My requirement is to make sure in every case, each node should get exactly 2 pods out of 6 replicas. Basically,
node1 - 2 pods of app
node2 - 2 pods of app
node3 - 2 pods of app
========================
Total 6 pods of app
Any help would be appreciated!
You should use Pod Anti-Affinity to make sure that the pods are spread to different nodes.
Since you will have more than one pod on the nodes, use preferredDuringSchedulingIgnoredDuringExecution
example when the app has the label app: mydb
(use what fits your case):
podAntiAffinity:
preferredDuringSchedulingIgnoredDuringExecution:
- weight: 100
podAffinityTerm:
labelSelector:
matchExpressions:
- key: app
operator: In
values:
- mydb
topologyKey: "kubernetes.io/hostname"
each node should get exactly 2 pods out of 6 replicas
Try to not think that the pods are pinned to certain node. The idea with Kubernetes workload is that the workload is independent of the underlying infrastructure such as nodes. What you really want - I assume - is to spread the pods to increase availability - e.g. if one nodes goes down, your system should still be available.
If you are running at a cloud provider, you should probably design the anti-affinity such that the pods are scheduled to different Availability Zones and not only to different Nodes - but it requires that your cluster is deployed in a Region (consisting of multiple Availability Zones).
After even distribution, all 3 nodes (scattered over three zones ) will have 2 pods. That is ok.
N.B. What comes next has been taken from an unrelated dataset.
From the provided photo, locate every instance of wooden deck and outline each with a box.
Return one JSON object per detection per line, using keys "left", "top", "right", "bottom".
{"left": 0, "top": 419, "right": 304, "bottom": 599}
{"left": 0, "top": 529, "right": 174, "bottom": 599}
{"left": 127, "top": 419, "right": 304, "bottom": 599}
The hard requirement is if 1 node ( Say node-1) goes down, then it's 2 pods, need not be re-scheduled again on other nodes. When the node-1 is restored, then those 2 pods now will be scheduled back on it. So, we can say, all 3 pair of pods have different node/zone affinity. Any idea around this?
This can be done with PodAffinity
, but is more likely done using TopologySpreadConstraints and you will probably use topologyKey: topology.kubernetes.io/zone
but this depends on what labels your nodes have.